Failure to have a search function as facilitation of infringement?

An interesting statement in the Megaupload indictment:
It was further part of the Conspiracy that members of the Conspiracy had the ability to search files that were on the computer systems they controlled, and purposefully did not provide full and accurate search results to the public, or, in the case of, chose not to provide any search functionality at all in order to conceal the fact that the primary purpose of the website and service was to reproduce and distribute infringing copies of copyrighted works for private financial gain.  
I recall similar arguments in Viacom v. YouTube: YT's terrible search functionality made it difficult to find all the infringing clips at once.  Given that there are good reasons to have nonpublicly searchable sites or areas in a site, how far does this argument go?
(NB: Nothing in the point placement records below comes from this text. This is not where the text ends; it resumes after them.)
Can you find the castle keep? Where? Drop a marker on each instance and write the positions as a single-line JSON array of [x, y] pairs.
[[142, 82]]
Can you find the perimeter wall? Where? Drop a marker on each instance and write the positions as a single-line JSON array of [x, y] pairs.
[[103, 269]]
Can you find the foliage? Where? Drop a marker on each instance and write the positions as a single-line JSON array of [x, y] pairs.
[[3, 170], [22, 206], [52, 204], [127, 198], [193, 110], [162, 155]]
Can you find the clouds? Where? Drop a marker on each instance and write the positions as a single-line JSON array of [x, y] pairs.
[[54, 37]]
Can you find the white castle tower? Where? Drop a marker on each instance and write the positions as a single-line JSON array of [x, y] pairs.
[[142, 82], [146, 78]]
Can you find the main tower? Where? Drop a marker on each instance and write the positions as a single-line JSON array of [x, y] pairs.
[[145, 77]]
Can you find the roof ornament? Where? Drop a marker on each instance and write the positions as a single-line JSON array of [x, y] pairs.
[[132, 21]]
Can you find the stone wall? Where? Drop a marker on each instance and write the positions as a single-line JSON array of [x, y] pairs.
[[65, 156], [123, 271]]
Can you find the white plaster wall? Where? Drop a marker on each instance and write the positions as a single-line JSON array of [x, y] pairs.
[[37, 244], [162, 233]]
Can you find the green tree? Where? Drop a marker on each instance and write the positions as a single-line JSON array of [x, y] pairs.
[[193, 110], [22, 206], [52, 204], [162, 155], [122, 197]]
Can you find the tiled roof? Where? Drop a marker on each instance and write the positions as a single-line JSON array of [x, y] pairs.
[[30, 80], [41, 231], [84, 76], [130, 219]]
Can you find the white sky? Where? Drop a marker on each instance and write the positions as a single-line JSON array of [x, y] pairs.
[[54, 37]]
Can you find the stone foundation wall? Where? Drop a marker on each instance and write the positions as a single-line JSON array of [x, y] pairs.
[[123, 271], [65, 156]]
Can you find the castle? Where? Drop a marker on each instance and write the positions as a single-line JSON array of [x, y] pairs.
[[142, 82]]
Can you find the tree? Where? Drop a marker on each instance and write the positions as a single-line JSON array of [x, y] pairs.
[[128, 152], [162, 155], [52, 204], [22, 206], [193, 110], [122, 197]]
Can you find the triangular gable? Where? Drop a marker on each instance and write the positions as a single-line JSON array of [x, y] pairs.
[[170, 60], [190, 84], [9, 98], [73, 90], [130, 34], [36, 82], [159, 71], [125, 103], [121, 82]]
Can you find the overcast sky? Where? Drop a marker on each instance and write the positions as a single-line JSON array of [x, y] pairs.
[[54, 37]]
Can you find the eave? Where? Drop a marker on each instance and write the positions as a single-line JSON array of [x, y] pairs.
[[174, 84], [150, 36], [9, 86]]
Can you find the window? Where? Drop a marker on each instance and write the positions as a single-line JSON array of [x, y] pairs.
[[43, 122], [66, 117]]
Dropbox, which I now use, doesn't as far as I know have a search function at all, because it's designed for limited sharing circles, though one can generate a public link to a specific file and share that link.  While Megaupload is alleged to have done plenty of other stuff to facilitate infringement, it's a little worrisome that "failure to allow any random person to rummage through a user's uploaded files" might be taken as "evidence of intent to conceal copyright infringement."

NB: I have in the past used Megaupload to share my class notes and slides for Copyright and Trademark, though I now use Dropbox for the same function.

1 comment:

Michael Risch said...

What a ridiculous argument - especially because non-searching makes it harder for members of the general public to infringe, not easier.

I think a lot of sites don't offer searching because it can be CPU and storage intensive to do it right. My file sharing site (SugarSync) doesn't offer searching either, though I sure wish they did.